By the late 1970s, reports from the same organization offered a radically different picture: 80 percent of Jews belonged to the upper middle class, 10 percent belonged to the economic elite and upper class, and only 10 percent were still classified as belonging to the impoverished lower class. This change occurred in the course of less than four decades, which is especially astounding in a community of one hundred thousand individuals. Equally intriguing is that in the 1940s Jews were not thought of as having any political agency. Conversely, in the 1970s they appeared simultaneously as avowed Communists or Iranian nationalists, maintained sincere and close relationships with the Shah and his court, and at the same time also remained sympathetic to Zionism in its various forms. Such facts allow us to begin to see the fluidity of identity boundaries within Iran’s sociopolitical environment.

This book links the Iranian case to revisionist histories of other Middle Eastern studies of local Jewish pasts. It demonstrates how minorities should be examined as part of broader Iranian contexts rather than secluded in space and consciousness. Hence, despite focusing on the Jewish population of Iran, this research is relevant to Iranian history in general, particularly to the history of the state and its many minorities. While an overwhelming number of these minorities are ethnic minorities, some are both ethnic and religious, and they are insufficiently treated in the narratives of Iranian history. By writing the story of Iran’s Jewry more fully into the Iranian national narrative, this study contributes to a better understanding of Iran’s unique social tapestry.

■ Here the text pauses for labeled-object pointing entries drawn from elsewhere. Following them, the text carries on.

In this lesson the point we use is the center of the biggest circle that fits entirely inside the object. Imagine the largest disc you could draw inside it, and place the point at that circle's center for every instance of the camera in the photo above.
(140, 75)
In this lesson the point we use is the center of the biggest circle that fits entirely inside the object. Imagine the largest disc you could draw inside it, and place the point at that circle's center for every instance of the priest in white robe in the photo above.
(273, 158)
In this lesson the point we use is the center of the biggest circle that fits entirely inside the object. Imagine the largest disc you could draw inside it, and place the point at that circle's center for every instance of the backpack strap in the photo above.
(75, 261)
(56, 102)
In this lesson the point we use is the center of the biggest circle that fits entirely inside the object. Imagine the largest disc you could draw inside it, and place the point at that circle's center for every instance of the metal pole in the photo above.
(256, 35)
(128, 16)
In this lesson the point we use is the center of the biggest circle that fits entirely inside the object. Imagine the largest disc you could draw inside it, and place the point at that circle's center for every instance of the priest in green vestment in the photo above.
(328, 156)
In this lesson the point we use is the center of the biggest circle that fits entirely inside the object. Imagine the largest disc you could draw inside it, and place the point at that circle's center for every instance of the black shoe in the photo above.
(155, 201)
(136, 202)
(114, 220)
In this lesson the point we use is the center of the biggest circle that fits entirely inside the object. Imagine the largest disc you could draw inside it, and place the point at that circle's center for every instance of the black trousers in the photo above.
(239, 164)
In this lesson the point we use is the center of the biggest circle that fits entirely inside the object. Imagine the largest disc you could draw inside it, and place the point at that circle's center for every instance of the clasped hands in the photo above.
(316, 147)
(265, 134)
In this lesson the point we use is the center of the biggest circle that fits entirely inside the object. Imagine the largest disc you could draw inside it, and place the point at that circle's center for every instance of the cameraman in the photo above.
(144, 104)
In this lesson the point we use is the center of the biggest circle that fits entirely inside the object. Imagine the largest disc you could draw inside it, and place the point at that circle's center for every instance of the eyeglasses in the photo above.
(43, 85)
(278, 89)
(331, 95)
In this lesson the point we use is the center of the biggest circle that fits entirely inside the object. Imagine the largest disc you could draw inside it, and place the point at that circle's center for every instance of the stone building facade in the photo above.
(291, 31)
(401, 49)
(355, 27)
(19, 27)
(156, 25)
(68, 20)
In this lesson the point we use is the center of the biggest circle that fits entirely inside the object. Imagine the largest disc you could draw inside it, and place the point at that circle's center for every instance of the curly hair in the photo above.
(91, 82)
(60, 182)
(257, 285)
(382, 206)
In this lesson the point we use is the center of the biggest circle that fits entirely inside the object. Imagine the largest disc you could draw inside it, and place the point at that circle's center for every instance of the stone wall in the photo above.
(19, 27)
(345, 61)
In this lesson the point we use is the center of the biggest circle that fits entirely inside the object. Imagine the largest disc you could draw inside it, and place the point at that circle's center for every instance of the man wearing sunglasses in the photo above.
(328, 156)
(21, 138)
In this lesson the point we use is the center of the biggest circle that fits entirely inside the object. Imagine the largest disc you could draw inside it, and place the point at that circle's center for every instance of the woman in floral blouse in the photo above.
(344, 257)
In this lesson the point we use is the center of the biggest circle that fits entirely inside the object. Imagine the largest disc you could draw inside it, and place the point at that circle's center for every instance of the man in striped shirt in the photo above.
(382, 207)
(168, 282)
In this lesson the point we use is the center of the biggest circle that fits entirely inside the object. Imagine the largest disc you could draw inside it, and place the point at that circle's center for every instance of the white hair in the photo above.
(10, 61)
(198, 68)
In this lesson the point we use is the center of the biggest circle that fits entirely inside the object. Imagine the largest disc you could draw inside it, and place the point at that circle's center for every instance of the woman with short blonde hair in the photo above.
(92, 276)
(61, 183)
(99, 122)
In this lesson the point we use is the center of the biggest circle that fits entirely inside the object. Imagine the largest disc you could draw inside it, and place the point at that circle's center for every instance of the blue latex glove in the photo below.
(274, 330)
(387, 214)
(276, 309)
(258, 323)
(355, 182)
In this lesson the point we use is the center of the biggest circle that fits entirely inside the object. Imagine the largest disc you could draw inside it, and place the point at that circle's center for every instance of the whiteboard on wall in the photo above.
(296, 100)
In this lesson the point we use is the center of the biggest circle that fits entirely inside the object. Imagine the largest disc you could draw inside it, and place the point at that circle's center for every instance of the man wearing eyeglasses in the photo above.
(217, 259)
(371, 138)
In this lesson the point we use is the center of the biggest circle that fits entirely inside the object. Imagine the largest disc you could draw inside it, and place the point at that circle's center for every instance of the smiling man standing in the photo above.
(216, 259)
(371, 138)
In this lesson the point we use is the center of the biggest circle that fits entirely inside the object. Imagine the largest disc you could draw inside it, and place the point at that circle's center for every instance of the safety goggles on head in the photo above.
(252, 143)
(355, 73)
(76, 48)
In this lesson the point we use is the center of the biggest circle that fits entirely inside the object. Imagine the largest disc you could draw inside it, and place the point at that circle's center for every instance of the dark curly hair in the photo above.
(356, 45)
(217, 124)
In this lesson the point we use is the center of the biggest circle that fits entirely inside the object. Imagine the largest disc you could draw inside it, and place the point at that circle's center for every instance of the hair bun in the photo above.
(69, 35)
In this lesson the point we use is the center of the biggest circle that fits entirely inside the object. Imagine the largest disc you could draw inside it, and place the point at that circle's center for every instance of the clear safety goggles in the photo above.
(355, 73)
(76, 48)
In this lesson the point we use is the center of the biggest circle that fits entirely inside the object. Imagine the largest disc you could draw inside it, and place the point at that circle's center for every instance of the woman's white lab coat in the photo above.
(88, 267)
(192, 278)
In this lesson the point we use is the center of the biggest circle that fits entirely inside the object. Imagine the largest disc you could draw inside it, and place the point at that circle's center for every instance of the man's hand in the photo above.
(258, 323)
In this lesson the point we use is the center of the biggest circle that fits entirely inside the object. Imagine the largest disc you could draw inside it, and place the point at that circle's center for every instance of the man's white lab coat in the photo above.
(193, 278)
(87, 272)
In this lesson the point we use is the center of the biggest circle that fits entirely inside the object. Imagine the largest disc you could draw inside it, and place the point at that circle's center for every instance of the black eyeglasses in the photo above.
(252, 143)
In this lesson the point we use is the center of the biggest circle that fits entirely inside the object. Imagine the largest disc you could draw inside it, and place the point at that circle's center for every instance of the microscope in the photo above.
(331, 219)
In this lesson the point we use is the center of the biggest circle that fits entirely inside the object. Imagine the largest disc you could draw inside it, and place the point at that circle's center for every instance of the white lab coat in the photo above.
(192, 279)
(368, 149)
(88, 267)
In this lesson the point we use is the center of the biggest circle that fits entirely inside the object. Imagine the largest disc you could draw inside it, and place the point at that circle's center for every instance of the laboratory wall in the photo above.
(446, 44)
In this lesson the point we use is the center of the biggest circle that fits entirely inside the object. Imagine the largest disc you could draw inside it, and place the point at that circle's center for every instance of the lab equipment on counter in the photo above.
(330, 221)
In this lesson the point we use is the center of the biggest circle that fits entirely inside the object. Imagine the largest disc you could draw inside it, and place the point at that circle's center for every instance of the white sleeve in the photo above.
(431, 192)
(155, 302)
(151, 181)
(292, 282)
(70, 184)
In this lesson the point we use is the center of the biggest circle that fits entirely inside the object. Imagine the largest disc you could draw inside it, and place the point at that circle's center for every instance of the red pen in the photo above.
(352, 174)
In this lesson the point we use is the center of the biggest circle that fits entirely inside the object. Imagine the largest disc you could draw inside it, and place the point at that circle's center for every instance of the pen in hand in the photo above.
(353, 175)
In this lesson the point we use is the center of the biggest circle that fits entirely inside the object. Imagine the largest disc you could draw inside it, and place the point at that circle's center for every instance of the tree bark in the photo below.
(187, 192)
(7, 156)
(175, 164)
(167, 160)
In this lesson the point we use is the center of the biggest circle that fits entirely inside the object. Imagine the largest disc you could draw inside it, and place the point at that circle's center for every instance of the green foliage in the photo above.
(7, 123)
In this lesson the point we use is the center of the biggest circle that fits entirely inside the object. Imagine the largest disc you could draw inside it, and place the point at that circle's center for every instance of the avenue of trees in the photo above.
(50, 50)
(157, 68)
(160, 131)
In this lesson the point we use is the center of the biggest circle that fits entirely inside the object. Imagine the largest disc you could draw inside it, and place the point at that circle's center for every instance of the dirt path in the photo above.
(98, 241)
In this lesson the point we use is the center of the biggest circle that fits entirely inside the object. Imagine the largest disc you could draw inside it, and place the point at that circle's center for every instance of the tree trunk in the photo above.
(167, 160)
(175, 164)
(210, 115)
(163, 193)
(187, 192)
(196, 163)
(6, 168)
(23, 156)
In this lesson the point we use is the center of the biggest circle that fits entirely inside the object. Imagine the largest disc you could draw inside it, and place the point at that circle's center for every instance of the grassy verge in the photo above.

I do not mean for this book to be a definitive history of twentieth-century Iranian Jews. It is neither a written institutional history of Iranian Jews nor a comprehensive corpus of modern Jewish history. Rather, Between Iran and Zion seeks to explore the interrelationship of Jewish communities—and individuals residing in those communities—with the broader Iranian society; that is, to illuminate the diverse aspects of Jewish Iranian identity. Should one consider these individuals more Iranian or Jewish, Zionist or Communist? Are they patriots or reluctant participants, or perhaps a combination of all the above, depending on the era and occasion? This book primarily focuses on the historical period following 1941—years of unprecedented urbanization within Iran that translated to new and significant roles for members of the Jewish community. Necessarily, the book’s narrative gravitates toward the Jewish population of Tehran primarily and other cities secondarily. Indeed, for the better part of the twentieth century, approximately half of Iran’s Jews lived in the capital city.

Between Iran and Zion highlights the social and political transformations Iranian Jews experienced during the twentieth century—and it attempts to shed light on the interconnections between different groups within the Jewish population, as well as their relationships to the greater Iranian society and state. Within each chapter the reader will discover that relevant sociopolitical developments and events almost always had a broader context—one not grounded solely in a Jewish context but also rooted deeply in Iranian contexts.

Notes

1. Amnon Netzer added that compared to Jews from other Middle Eastern countries, Iranian Jews were significantly less literate and poorly trained. Amnon Netzer, “Ha’aretz ve’yehudiy’ha,” in Iran, ed. Haim Saadoun (Jerusalem: Yad Ben-Zvi, 2005), 9–26.